Há dias, mais adequadamente há umas noites atrás, tive a infelicidade de passar pela "quadratura do círculo", da sicn. Durante o "socratismo", esse programa, apesar de tudo, distinguia-se pela relativa clareza das posições. Costa era um brilhante "ideólogo" da coisa, Pacheco e Xavier, com as intermitências exigidas pelo taticismo maoísta empedernido de um e pelas "declarações de interesse" do outro, encarregavam-se de "denunciar" a maleita. Com o advento da actual maioria, a "quadratura" passou a ser um programa paradoxal (ou talvez não) de comentarismo tudológico no qual há uma espécie de "centro de mesa" em forma humana (C. Andrade) e três pessoas sensivelmente com a mesma opinião sobre a "actualidade", em particular a que diz respeito ao actual governo. O menos "oposicionista" é, imagine-se, António Costa apenas porque é do "meio", enquanto os outros dois são sobretudo do "meio" de cada um. O derradeiro programa foi um espectáculo deprimente de exaltação do ego desse fantástico intelectual orgânico dele próprio que é o José Pacheco Pereira, o verdadeiro pivot da traquitana. Noutro palco, o pivot também exibe esta sua vocação absolutista - Pacheco deve odiar o pragmatismo filosófico norte-americano porque apenas aceita conversas alternativas que sejam suas - ao escrever semanalmente no Público, num estilo torrencial e em mau português, contra situações ou pessoas que presumivelmente se estão nas tintas para a sua vaidade solipsista e incomensurável. O mandarinato dele começa e termina na sua extraordinária pessoa. Devia acabar, com propósito, os livros (em geral bons) que anda a escrever e deixar-se de tagarelices ensimesmadas e nulas. Vem isto a propósito do que Vasco Pulido Valente diz no mesmo Público sobre a derradeira "quadratura". «Pacheco Pereira, por indignação ou ressentimento, voltou aos seus tempos de esquerdista, lá veio com a velha conversa de que na essência a caridade humilhava quem a recebia; e que o Estado, prestando um serviço, se limitava a responder a um direito legal do cidadão (...) A Quadratura do Círculo irritou muito boa gente. Confesso que me irritou a mim.» A mim também.
3 comentários:
Não consigo alcançar (devo ser limitado intelectualmente!) porque é que as palavras de Pacheco Pereira sobre caridade e solidariedade causam tanta aversão da sua parte.

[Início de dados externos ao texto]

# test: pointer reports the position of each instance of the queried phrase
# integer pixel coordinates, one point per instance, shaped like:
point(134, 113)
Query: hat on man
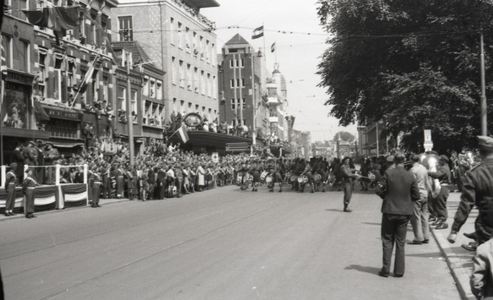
point(485, 142)
point(444, 158)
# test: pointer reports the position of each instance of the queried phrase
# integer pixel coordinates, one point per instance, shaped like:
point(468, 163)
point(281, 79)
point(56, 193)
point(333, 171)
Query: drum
point(332, 178)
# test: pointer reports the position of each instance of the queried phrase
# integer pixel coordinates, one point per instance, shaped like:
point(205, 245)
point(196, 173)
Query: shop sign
point(62, 114)
point(192, 120)
point(19, 78)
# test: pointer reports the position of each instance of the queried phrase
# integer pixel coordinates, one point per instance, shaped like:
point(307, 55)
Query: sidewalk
point(41, 213)
point(458, 259)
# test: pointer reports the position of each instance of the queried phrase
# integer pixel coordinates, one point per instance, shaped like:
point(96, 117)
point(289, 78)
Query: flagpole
point(78, 90)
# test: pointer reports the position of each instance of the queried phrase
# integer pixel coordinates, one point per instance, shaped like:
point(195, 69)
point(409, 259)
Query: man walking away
point(419, 219)
point(397, 208)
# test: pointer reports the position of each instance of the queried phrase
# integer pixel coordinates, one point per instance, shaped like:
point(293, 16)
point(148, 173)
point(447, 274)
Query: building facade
point(180, 41)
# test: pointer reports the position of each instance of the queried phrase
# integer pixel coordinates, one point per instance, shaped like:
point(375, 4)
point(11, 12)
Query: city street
point(218, 244)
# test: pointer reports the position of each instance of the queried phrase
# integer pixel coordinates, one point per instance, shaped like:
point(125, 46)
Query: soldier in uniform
point(29, 187)
point(477, 190)
point(347, 179)
point(440, 202)
point(10, 183)
point(96, 186)
point(50, 156)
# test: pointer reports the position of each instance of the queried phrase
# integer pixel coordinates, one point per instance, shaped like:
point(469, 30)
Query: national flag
point(85, 83)
point(258, 32)
point(183, 134)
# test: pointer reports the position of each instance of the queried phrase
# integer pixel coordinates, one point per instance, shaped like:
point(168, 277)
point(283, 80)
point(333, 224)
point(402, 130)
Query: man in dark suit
point(397, 207)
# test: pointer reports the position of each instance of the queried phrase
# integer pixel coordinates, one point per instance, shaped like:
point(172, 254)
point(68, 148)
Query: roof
point(202, 3)
point(138, 54)
point(237, 40)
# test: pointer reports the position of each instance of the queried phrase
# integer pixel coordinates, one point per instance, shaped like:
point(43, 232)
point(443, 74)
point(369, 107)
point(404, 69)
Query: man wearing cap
point(477, 191)
point(397, 208)
point(10, 182)
point(419, 219)
point(347, 179)
point(29, 187)
point(439, 203)
point(50, 156)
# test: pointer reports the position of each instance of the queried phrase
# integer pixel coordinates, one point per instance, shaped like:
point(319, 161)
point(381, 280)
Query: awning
point(66, 144)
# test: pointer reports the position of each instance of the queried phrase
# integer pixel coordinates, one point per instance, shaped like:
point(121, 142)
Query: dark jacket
point(401, 191)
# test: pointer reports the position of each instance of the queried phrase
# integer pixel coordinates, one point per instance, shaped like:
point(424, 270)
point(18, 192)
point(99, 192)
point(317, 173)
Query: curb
point(454, 262)
point(53, 211)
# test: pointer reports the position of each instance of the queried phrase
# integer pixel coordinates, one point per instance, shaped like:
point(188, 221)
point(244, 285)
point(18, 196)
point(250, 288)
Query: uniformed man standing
point(10, 183)
point(439, 203)
point(29, 187)
point(347, 181)
point(477, 190)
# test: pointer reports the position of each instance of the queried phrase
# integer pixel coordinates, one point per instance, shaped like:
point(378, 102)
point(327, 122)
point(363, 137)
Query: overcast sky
point(298, 53)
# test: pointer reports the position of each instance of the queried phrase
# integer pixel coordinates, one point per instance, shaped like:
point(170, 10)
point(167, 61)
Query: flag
point(183, 134)
point(258, 32)
point(87, 78)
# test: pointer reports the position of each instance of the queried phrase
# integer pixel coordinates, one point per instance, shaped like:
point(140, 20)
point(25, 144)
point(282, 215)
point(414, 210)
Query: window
point(196, 80)
point(133, 104)
point(159, 90)
point(182, 74)
point(152, 88)
point(180, 34)
point(172, 30)
point(188, 43)
point(145, 88)
point(202, 82)
point(43, 73)
point(189, 77)
point(125, 28)
point(7, 46)
point(23, 56)
point(173, 70)
point(122, 98)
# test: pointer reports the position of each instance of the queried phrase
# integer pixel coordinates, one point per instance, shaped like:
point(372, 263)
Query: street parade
point(238, 150)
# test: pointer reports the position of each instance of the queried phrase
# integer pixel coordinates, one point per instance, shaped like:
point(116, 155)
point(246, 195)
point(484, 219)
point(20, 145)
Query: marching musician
point(29, 187)
point(11, 182)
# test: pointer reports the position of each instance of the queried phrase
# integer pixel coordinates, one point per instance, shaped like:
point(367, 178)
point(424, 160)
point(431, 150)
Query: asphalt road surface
point(218, 244)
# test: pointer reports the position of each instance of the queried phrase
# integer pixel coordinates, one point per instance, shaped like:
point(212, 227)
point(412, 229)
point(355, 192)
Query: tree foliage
point(344, 136)
point(413, 64)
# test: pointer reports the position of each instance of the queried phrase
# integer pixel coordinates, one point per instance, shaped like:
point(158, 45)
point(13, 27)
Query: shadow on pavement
point(371, 270)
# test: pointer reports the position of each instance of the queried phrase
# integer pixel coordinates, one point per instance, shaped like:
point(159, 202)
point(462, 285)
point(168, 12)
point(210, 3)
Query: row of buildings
point(75, 70)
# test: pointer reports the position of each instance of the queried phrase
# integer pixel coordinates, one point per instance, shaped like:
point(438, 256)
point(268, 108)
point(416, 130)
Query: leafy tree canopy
point(344, 136)
point(413, 64)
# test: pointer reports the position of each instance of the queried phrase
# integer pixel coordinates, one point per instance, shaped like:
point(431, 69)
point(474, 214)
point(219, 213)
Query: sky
point(298, 53)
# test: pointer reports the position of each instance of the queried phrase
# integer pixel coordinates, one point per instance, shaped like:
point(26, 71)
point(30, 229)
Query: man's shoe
point(382, 274)
point(442, 225)
point(470, 247)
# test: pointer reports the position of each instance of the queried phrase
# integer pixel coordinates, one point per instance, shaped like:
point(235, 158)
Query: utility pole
point(129, 112)
point(484, 126)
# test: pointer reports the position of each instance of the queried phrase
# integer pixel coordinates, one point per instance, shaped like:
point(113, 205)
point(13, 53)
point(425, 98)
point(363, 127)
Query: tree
point(412, 64)
point(344, 136)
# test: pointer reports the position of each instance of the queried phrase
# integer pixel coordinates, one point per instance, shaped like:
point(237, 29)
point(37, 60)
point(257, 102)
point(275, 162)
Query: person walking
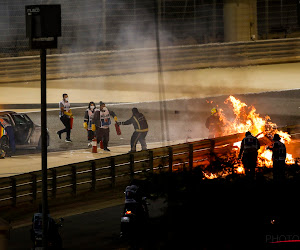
point(214, 124)
point(101, 122)
point(279, 155)
point(87, 124)
point(11, 134)
point(248, 153)
point(65, 114)
point(141, 129)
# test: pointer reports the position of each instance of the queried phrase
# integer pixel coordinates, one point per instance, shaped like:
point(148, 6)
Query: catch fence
point(118, 62)
point(118, 24)
point(81, 178)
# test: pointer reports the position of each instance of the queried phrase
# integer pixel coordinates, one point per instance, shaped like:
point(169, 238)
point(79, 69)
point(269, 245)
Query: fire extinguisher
point(94, 145)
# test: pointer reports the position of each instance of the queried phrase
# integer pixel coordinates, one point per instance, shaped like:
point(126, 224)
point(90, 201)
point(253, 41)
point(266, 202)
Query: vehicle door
point(23, 128)
point(8, 120)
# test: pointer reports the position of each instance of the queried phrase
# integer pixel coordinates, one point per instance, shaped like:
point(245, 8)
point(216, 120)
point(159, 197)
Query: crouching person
point(141, 129)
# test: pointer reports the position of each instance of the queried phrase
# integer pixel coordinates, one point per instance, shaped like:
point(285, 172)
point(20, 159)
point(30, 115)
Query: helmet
point(276, 137)
point(213, 111)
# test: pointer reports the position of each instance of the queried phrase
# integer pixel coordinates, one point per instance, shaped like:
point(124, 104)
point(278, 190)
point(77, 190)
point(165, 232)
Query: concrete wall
point(240, 20)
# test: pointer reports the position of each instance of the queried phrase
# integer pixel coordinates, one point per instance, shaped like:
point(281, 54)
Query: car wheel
point(4, 143)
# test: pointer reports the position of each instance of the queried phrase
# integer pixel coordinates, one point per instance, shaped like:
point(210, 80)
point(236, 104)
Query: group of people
point(249, 152)
point(97, 123)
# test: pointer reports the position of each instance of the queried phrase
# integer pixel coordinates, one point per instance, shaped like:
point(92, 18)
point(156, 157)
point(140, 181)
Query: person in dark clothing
point(279, 155)
point(214, 124)
point(100, 124)
point(248, 153)
point(87, 124)
point(11, 134)
point(65, 114)
point(141, 129)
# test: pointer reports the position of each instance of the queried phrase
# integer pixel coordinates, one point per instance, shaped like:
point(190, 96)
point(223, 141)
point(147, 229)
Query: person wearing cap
point(10, 132)
point(100, 124)
point(65, 114)
point(141, 129)
point(214, 124)
point(248, 153)
point(87, 123)
point(279, 155)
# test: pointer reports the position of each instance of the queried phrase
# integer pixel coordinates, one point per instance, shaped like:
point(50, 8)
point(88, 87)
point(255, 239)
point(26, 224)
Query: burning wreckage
point(240, 119)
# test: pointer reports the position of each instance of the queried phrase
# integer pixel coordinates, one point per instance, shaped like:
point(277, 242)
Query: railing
point(106, 173)
point(102, 63)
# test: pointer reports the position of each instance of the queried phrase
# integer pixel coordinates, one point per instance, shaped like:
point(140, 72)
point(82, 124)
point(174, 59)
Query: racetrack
point(186, 118)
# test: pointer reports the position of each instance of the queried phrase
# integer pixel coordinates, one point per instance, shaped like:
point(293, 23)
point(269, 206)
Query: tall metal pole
point(267, 18)
point(44, 147)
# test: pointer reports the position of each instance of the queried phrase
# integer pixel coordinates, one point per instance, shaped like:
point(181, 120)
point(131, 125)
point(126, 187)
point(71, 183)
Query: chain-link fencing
point(129, 24)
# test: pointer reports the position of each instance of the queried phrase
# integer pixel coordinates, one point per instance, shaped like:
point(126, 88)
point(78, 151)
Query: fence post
point(93, 176)
point(212, 148)
point(170, 159)
point(151, 160)
point(34, 188)
point(131, 166)
point(113, 171)
point(74, 180)
point(54, 182)
point(191, 156)
point(14, 191)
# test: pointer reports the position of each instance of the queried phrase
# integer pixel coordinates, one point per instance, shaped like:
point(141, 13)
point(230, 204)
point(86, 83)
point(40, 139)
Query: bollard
point(4, 234)
point(94, 145)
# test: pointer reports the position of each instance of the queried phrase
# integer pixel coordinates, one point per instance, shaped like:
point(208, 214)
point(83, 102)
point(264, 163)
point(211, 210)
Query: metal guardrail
point(106, 173)
point(103, 63)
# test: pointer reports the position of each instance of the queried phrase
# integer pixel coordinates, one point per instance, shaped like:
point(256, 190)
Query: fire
point(247, 119)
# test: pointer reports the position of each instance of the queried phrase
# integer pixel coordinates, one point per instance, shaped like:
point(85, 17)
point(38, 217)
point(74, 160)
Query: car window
point(21, 119)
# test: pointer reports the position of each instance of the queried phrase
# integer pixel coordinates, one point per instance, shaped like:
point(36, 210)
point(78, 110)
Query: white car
point(27, 134)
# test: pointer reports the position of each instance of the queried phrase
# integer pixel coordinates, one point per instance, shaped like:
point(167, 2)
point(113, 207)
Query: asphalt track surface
point(186, 118)
point(94, 230)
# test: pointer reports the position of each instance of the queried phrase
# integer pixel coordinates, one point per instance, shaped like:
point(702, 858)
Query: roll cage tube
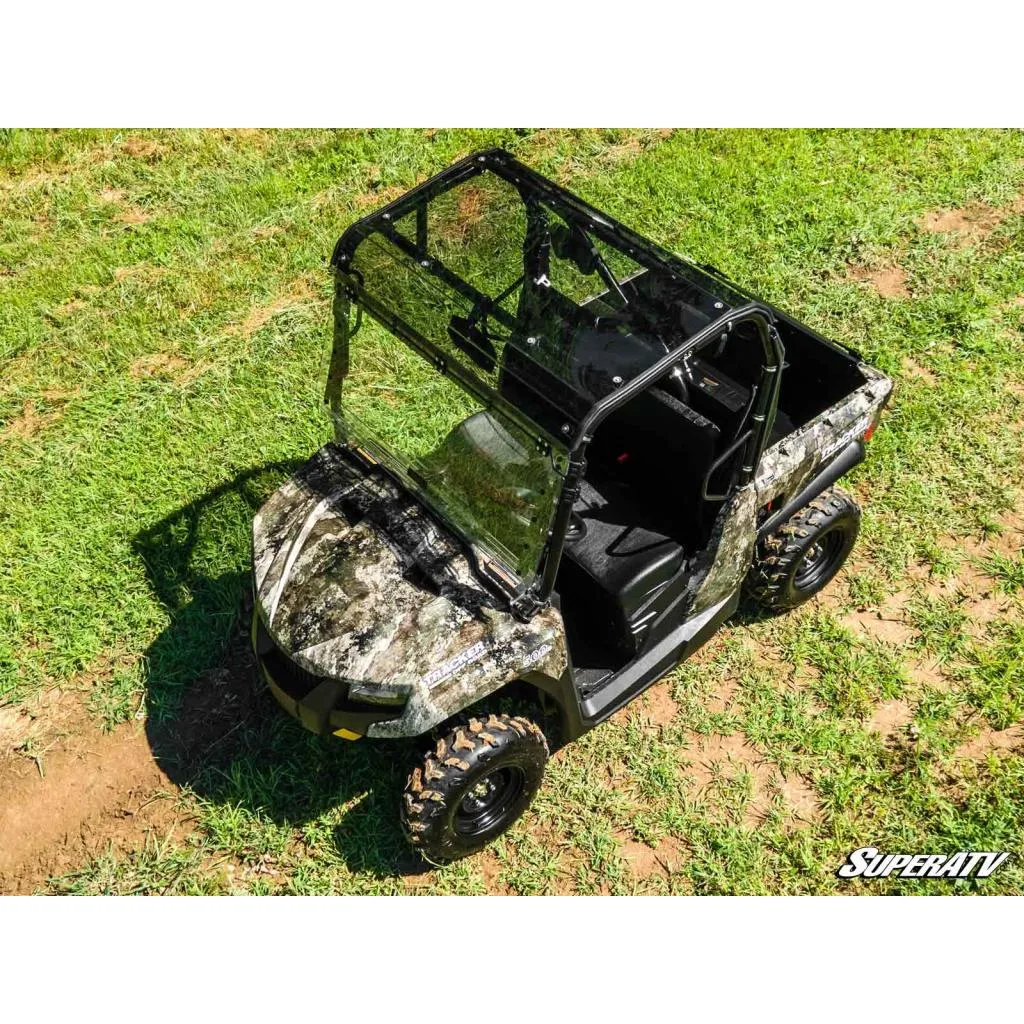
point(752, 439)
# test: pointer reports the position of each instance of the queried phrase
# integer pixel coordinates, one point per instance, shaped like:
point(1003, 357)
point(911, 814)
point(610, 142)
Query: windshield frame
point(531, 591)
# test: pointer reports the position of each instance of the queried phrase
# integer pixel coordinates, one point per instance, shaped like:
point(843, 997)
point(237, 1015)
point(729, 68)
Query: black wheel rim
point(491, 801)
point(820, 561)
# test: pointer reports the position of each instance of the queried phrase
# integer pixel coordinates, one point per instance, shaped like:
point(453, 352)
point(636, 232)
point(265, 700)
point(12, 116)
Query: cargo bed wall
point(818, 374)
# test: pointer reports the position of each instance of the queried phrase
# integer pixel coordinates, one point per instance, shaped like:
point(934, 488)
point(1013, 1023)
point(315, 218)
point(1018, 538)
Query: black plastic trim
point(851, 456)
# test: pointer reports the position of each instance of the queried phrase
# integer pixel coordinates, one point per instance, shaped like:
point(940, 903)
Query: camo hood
point(354, 581)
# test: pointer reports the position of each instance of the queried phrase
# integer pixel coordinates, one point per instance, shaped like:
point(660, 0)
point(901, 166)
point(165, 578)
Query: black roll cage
point(751, 436)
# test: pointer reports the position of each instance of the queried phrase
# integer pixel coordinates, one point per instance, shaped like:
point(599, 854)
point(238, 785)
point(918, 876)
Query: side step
point(621, 688)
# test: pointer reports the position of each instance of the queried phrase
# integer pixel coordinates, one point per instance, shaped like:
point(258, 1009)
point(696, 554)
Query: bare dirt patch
point(890, 718)
point(31, 421)
point(160, 365)
point(875, 623)
point(643, 860)
point(720, 759)
point(88, 792)
point(656, 705)
point(132, 215)
point(971, 222)
point(929, 674)
point(726, 689)
point(142, 148)
point(889, 282)
point(298, 292)
point(915, 371)
point(991, 740)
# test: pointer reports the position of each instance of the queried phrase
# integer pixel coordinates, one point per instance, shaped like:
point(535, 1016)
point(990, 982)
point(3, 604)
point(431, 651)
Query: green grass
point(164, 318)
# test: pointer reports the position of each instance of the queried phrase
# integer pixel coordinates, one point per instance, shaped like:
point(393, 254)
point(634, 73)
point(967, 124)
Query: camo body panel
point(784, 468)
point(355, 582)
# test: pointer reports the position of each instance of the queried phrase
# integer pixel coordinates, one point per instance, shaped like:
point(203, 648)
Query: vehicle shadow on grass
point(211, 722)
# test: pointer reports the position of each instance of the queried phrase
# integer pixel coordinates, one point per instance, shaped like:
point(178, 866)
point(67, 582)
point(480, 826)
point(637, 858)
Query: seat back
point(662, 449)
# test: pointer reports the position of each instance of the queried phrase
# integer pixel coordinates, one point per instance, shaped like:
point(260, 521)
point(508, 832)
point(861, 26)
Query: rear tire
point(802, 556)
point(473, 785)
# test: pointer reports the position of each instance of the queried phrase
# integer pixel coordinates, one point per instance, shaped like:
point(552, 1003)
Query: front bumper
point(322, 705)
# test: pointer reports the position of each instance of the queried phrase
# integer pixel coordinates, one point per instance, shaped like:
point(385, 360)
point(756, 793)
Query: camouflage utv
point(561, 455)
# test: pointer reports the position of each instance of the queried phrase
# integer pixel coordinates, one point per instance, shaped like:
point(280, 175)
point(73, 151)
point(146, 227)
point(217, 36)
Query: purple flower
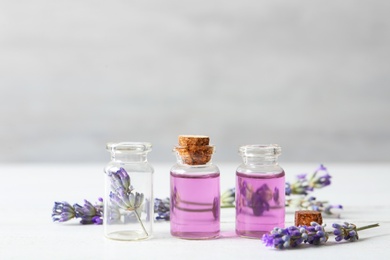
point(320, 178)
point(281, 238)
point(122, 194)
point(228, 198)
point(161, 208)
point(216, 208)
point(259, 200)
point(293, 236)
point(345, 231)
point(88, 213)
point(62, 211)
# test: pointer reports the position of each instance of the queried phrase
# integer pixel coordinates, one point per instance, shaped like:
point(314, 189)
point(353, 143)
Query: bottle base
point(251, 234)
point(127, 235)
point(196, 235)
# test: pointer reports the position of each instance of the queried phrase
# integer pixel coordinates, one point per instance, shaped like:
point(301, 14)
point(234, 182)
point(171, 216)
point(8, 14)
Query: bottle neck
point(269, 160)
point(129, 157)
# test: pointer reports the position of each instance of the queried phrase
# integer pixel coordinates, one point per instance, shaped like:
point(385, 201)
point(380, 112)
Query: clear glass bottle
point(260, 191)
point(128, 198)
point(195, 190)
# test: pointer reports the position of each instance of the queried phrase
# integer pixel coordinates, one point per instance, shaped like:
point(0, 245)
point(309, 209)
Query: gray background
point(312, 76)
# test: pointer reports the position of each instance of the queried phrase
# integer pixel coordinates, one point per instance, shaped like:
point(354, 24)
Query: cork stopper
point(194, 149)
point(304, 217)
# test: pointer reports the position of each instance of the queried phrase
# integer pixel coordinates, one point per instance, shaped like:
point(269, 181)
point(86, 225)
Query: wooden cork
point(193, 140)
point(305, 217)
point(194, 149)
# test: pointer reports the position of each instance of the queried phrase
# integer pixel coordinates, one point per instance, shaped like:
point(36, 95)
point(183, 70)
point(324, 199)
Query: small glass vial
point(195, 190)
point(128, 198)
point(260, 191)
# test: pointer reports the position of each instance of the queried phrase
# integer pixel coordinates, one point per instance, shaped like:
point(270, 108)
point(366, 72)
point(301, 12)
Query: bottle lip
point(254, 150)
point(130, 147)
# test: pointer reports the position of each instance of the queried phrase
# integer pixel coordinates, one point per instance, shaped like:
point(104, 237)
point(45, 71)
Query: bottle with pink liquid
point(260, 191)
point(195, 190)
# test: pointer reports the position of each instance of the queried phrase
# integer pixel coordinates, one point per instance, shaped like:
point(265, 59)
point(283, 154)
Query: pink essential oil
point(195, 206)
point(260, 191)
point(260, 203)
point(195, 191)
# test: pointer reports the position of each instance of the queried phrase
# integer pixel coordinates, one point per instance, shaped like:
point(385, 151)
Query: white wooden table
point(28, 193)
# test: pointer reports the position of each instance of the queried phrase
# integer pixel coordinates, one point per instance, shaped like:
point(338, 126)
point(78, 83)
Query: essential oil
point(195, 190)
point(195, 206)
point(260, 204)
point(260, 191)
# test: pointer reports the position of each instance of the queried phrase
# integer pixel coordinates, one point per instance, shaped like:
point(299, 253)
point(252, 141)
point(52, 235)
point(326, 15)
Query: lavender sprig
point(314, 234)
point(305, 184)
point(89, 214)
point(161, 208)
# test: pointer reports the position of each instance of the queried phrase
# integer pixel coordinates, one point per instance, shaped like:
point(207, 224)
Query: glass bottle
point(260, 191)
point(128, 200)
point(195, 190)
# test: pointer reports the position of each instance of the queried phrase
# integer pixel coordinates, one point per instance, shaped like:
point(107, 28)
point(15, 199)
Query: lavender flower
point(89, 214)
point(122, 194)
point(228, 198)
point(161, 208)
point(304, 184)
point(293, 236)
point(345, 231)
point(322, 180)
point(62, 211)
point(284, 237)
point(124, 198)
point(314, 234)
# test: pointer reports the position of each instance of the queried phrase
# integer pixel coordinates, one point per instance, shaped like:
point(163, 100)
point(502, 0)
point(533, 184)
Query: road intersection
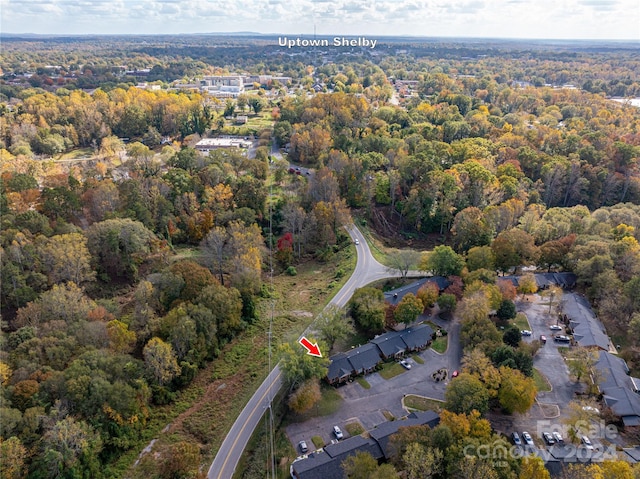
point(367, 271)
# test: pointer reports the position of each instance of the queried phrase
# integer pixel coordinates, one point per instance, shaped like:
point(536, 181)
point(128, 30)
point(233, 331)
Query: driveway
point(367, 405)
point(552, 405)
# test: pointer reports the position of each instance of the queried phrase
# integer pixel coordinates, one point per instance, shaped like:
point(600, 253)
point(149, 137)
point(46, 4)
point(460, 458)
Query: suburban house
point(619, 390)
point(365, 358)
point(360, 360)
point(390, 345)
point(209, 144)
point(327, 462)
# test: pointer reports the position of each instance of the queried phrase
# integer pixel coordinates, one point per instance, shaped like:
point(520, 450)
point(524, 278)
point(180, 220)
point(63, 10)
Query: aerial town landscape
point(346, 253)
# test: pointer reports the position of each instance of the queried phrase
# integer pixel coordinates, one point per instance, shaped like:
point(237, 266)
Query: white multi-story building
point(229, 86)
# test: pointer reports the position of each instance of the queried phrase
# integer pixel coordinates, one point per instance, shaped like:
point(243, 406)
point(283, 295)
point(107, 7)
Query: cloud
point(495, 18)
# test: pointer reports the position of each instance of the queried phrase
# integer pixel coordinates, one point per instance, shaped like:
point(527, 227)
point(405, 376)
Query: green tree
point(470, 229)
point(13, 455)
point(447, 302)
point(303, 398)
point(480, 333)
point(408, 309)
point(226, 306)
point(160, 361)
point(513, 248)
point(476, 363)
point(532, 467)
point(180, 460)
point(403, 260)
point(195, 278)
point(66, 258)
point(474, 308)
point(121, 340)
point(367, 308)
point(333, 325)
point(120, 245)
point(428, 294)
point(507, 310)
point(422, 463)
point(442, 261)
point(298, 367)
point(466, 393)
point(512, 336)
point(517, 392)
point(70, 449)
point(364, 466)
point(527, 284)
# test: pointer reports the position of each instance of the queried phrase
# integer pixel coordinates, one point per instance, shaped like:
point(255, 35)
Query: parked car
point(591, 409)
point(587, 442)
point(405, 363)
point(548, 438)
point(516, 439)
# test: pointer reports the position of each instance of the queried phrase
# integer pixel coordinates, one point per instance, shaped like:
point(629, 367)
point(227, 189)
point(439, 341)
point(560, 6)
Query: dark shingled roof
point(390, 343)
point(618, 388)
point(328, 464)
point(339, 367)
point(383, 432)
point(364, 357)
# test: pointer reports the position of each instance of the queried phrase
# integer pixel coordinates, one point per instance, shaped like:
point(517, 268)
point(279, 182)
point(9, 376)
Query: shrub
point(291, 271)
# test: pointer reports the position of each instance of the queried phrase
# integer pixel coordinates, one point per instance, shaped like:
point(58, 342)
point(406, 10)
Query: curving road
point(367, 270)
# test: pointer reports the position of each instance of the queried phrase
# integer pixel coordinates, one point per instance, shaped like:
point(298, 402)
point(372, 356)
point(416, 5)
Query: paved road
point(367, 270)
point(368, 406)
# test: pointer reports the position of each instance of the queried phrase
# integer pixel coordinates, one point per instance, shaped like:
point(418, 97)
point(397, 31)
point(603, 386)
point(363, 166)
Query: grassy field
point(205, 410)
point(363, 382)
point(378, 250)
point(354, 428)
point(417, 359)
point(420, 403)
point(440, 344)
point(521, 322)
point(542, 384)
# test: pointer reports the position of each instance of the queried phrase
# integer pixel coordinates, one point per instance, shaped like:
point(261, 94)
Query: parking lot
point(550, 406)
point(367, 406)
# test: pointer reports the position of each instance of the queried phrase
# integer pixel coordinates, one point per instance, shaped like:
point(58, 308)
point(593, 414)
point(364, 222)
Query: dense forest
point(103, 320)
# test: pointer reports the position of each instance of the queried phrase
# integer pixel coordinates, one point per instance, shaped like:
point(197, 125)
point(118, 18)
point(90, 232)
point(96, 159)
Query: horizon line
point(327, 35)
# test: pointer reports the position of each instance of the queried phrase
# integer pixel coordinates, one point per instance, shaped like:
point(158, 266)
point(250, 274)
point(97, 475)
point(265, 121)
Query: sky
point(544, 19)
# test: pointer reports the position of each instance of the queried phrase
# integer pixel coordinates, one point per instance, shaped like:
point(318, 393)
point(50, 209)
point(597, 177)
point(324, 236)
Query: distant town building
point(209, 144)
point(229, 86)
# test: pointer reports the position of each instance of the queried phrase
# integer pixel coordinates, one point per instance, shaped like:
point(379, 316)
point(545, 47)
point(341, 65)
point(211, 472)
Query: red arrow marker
point(312, 349)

O que ele disse é conotado com uma visão de esquerda? Há mal nisso? Não me considero de esquerda, compreendi e aceito o que ele disse.
Pacheco Pereira escreve no Público em mau português. Sem dúvida que devemos estar sempre muito atentos ao que escrevemos, à gramática e à semântica. É difícil escrever bem todos os dias. Pelo menos sei que sou mau a escrever português mas é nessa escrita que nos entendemos até para dizer que está mal e para melhorar.
Escrever bem é difícil.
Pacheco tem um ego grande ego.
E V. Exa.? Segue-lhe os passos.
Pois a cultura não está ao alcance de todos, sobretudo a boa, aquela que é aconselhada por si.
Ás vezes ficamos cegos...
A mim também me irritou!Aliás,eu devo ser mesmo masoquista,pois juro a mim próprio que "nunca mais vejo aquele programa" e afinal algumas vezes acabo por ver!Foi o caso do último programa!O que me irrita naquele programa é quase tudo:a tagarelice,o ódio do "filósofo de Boticas e regedor da Marmeleira", o cinismo do "dono" da CML, bem como do "moderador" e o zig-zag do único que me parece pelo menos um pouco honesto, e que por vezes também se deixa levar pela demagogia barata!
Mas,dr.João,prometo que este seu artigo vai ser enviado a muitos dos meus contactos pois é do melhor que eu já li a propósito daquela palermice de programa. Pior do que este só o inenarrável "Eixo do Mal",com uns actores inqualificáveis,em que se destaca aquela jornalista "doutorada" sabe-se lá como e quando?
"irritou a mim"
Uma coisa que irrita bastante é os comentadores dizerem mal porque é mau e bem porque é bom. Quando muito, denunciam os interesses não revelados daqueles que criticam.
Não seria de bom tom o senhor dizer também que é assessor e defensor deste governo?
Já que não consegue abordar a substância do debate, sempre esclarecia alguma coisa.